To our knowledge, no previous study has investigated cognitive measures in relation to COMT genotype in patients with 22q11.2 deletion syndrome. Investigators have reported increased prevalence of schizophrenia associated with the deletion (9, 10) and identified schizophrenia susceptibility loci within the 22q11 region (14), although Murphy et al. (10) detected no association between COMT genotype and schizophrenia diagnosis in adults with 22q11.2 deletion syndrome.
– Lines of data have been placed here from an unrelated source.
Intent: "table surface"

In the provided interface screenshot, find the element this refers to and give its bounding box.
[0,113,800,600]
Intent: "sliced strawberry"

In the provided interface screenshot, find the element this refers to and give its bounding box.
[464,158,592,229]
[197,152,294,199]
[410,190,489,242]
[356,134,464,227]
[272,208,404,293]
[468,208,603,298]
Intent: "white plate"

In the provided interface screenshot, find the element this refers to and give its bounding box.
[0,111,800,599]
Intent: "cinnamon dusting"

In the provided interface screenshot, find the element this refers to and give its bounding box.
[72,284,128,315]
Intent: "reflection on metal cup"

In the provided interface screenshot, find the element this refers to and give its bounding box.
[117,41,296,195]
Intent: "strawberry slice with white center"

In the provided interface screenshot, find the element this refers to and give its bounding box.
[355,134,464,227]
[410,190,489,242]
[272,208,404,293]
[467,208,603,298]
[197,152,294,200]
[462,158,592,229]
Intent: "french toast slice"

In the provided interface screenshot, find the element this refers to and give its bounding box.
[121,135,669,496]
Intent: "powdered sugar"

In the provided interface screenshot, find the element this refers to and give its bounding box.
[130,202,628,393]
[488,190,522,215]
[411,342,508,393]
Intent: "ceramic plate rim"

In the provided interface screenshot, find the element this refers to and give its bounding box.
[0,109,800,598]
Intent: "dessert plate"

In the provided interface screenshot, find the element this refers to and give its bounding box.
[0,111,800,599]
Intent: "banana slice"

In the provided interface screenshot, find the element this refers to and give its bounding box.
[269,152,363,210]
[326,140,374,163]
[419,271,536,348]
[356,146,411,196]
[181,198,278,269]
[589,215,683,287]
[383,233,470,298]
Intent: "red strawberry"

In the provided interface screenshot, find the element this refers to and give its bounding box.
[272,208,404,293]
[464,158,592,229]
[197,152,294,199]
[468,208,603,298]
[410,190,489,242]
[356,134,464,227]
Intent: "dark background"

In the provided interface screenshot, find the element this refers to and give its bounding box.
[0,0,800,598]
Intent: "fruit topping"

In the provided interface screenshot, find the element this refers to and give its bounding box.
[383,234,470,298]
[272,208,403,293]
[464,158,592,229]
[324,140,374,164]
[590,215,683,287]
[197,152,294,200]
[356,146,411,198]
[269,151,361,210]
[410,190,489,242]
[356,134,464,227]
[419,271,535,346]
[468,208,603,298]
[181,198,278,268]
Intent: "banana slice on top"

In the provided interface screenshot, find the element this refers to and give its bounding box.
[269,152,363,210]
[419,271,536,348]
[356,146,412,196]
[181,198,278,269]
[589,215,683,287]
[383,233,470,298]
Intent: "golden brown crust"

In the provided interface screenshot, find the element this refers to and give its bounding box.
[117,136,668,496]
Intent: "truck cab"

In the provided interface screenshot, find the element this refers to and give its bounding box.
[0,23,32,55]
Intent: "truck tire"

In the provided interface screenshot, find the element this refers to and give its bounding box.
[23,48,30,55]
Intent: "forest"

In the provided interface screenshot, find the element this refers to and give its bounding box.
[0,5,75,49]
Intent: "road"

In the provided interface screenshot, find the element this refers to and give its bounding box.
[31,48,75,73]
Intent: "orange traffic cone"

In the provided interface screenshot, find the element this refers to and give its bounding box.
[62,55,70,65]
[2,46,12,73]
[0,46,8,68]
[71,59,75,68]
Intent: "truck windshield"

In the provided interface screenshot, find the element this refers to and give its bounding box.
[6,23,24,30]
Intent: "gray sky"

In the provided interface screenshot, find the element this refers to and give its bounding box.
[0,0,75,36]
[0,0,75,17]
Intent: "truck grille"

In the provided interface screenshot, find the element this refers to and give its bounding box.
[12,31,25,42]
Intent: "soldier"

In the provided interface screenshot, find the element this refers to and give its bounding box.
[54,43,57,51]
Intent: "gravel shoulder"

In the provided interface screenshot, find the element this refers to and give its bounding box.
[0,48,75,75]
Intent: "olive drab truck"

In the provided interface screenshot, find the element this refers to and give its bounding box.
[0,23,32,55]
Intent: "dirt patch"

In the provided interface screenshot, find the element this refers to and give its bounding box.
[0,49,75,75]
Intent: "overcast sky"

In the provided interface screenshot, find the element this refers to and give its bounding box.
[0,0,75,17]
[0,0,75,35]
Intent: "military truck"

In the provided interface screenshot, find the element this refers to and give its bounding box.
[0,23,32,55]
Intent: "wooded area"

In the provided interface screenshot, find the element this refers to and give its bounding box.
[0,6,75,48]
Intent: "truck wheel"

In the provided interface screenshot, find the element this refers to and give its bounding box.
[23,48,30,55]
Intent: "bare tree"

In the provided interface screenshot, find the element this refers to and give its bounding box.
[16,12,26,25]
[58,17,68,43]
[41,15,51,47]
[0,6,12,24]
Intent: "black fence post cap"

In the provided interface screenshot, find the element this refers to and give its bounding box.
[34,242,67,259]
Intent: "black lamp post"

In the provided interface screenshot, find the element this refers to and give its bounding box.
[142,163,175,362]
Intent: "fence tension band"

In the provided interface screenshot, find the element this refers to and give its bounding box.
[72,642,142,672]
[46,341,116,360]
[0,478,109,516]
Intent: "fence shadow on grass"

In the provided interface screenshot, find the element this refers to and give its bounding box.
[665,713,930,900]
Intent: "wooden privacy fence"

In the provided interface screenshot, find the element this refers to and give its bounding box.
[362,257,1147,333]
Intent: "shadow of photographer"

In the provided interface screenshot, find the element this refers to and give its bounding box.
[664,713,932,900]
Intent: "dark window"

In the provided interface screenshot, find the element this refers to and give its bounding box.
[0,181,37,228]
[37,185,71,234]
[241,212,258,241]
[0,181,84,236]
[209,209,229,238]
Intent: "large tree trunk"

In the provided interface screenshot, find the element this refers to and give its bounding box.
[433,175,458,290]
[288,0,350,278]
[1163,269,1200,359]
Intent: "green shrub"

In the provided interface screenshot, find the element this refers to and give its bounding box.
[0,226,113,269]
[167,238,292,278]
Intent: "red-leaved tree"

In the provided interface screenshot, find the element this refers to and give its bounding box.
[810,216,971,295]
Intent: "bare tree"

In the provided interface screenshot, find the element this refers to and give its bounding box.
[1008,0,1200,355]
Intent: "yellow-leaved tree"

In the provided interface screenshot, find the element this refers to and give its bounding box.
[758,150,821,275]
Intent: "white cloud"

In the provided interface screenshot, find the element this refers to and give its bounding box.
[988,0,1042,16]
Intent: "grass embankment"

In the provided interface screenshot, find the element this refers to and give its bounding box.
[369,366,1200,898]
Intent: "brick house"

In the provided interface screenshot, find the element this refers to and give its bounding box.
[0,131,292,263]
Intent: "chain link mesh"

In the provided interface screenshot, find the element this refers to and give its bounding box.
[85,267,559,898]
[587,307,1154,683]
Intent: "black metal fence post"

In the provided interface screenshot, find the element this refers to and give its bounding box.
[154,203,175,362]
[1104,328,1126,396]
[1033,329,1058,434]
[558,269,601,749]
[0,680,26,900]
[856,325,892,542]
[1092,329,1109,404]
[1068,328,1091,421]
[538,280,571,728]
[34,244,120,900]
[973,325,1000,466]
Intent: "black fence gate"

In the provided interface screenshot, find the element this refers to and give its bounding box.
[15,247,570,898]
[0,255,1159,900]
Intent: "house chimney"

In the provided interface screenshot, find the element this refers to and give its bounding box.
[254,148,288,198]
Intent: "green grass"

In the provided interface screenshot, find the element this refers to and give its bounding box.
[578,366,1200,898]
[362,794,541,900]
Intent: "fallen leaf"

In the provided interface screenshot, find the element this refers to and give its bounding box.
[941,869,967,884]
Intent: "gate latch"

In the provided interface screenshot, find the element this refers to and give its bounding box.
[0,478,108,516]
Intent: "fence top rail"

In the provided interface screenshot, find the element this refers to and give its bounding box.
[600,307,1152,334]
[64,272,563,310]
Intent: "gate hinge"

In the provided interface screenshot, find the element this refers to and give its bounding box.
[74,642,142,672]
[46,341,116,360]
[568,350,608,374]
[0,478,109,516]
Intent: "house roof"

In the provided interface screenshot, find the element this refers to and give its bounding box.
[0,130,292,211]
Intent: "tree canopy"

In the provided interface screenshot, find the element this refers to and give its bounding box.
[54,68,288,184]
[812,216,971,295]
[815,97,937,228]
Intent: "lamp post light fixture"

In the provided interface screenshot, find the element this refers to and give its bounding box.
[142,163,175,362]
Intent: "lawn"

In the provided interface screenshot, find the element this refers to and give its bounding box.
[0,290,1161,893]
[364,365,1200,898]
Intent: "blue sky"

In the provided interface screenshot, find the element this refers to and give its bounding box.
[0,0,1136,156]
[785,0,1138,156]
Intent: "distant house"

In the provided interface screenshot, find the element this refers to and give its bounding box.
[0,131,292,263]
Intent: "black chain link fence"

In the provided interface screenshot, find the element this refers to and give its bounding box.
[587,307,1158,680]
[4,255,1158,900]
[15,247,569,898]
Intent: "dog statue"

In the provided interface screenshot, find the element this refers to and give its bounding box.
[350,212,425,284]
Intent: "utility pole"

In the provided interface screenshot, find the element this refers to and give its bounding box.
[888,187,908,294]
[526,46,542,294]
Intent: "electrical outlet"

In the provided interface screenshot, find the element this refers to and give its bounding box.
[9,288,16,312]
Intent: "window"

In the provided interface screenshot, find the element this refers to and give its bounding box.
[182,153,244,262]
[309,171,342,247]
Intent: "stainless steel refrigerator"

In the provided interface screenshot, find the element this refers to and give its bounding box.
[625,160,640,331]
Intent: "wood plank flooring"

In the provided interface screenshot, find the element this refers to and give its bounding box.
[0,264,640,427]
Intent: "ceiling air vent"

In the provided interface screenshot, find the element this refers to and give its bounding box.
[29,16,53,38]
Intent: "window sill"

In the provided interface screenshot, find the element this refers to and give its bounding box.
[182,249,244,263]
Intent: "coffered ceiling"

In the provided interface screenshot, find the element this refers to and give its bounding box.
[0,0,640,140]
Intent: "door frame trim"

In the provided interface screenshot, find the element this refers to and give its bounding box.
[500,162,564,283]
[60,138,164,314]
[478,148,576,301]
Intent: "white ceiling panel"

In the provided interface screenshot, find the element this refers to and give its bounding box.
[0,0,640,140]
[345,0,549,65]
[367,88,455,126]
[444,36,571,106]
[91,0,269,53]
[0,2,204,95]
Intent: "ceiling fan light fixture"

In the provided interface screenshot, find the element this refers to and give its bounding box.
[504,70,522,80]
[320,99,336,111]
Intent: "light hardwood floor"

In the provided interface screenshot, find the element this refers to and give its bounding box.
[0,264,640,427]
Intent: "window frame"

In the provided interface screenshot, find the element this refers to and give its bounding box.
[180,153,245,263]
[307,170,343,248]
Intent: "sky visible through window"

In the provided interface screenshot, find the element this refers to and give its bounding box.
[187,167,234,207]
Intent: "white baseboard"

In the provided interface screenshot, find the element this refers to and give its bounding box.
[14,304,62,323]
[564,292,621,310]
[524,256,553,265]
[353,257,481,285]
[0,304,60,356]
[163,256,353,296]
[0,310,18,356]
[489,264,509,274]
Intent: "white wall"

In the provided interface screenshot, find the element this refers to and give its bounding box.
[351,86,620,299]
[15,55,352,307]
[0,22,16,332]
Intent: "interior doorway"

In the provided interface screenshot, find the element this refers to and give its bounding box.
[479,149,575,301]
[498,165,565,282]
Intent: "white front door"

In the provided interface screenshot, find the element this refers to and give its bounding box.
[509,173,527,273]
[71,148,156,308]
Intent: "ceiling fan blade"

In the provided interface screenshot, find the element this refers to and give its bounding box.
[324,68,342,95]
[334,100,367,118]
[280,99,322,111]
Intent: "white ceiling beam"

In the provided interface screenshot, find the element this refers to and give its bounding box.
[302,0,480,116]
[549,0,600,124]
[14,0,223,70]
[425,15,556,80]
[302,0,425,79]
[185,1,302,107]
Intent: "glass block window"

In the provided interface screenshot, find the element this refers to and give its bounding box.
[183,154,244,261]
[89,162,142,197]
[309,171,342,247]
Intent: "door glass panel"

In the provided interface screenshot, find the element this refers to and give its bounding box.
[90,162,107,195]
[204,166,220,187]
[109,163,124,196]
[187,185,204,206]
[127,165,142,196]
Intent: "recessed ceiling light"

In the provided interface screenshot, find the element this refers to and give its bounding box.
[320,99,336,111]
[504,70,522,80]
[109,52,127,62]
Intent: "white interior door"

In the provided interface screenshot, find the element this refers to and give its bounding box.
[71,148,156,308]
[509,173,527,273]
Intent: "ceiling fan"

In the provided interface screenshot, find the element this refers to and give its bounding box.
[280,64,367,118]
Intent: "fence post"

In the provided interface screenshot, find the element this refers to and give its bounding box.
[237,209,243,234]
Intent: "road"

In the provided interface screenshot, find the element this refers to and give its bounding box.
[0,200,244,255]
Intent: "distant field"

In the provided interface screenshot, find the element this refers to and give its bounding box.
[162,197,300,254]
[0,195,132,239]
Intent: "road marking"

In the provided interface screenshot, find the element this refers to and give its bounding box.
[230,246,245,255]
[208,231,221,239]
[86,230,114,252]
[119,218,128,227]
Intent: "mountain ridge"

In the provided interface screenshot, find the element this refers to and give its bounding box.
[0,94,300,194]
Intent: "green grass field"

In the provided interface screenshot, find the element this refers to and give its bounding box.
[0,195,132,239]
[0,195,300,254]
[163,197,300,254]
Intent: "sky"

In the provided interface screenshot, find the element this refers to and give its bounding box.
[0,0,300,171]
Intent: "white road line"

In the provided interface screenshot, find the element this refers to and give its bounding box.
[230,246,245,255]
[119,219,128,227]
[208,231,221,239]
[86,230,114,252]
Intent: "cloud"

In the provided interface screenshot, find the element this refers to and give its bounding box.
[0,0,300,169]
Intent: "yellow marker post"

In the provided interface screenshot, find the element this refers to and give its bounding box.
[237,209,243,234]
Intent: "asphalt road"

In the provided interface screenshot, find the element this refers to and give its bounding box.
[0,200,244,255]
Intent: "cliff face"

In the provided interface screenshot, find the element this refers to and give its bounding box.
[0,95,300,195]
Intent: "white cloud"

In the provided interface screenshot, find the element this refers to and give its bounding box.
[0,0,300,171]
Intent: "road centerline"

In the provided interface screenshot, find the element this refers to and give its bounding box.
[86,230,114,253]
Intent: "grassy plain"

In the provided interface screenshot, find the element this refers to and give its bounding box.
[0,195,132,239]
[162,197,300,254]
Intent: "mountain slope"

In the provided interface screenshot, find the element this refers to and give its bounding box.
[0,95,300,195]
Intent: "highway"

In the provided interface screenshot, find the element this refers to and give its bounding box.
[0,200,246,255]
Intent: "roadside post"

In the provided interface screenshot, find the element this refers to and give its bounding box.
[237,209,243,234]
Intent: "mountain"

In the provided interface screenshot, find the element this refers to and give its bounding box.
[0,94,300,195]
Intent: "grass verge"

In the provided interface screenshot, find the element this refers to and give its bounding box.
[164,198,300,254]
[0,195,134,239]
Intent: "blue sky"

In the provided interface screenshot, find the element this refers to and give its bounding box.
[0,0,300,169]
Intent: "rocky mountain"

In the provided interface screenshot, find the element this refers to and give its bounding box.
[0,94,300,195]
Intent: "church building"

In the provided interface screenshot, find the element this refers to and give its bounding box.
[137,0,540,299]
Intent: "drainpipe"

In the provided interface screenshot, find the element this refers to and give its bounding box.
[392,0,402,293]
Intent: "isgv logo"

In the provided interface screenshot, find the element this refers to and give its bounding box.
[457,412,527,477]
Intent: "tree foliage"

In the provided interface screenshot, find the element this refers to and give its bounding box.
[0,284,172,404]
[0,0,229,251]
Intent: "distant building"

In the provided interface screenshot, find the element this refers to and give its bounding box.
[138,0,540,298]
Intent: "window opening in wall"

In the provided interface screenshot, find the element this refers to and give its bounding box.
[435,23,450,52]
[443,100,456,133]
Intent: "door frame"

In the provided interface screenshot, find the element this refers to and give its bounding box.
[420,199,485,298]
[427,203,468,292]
The functional implications of COMT haploinsufficiency are unclear, although patients should be particularly susceptible to the development of psychosis (via increased brain dopamine levels) if the nondeleted chromosome encodes the low-activity (Met) variant of COMT (3). This is in contrast with the reported association of Val allele load with impaired prefrontal function, and increased risk of schizophrenia (2). However, the actual effects of 22q11.2 deletion on catecholamine neurotransmission are not known. Future research should examine more direct measures of catecholaminergic turnover in order to quantify prefrontal dopamine uptake as a function of genotype in patients with 22q11.2 deletion syndrome.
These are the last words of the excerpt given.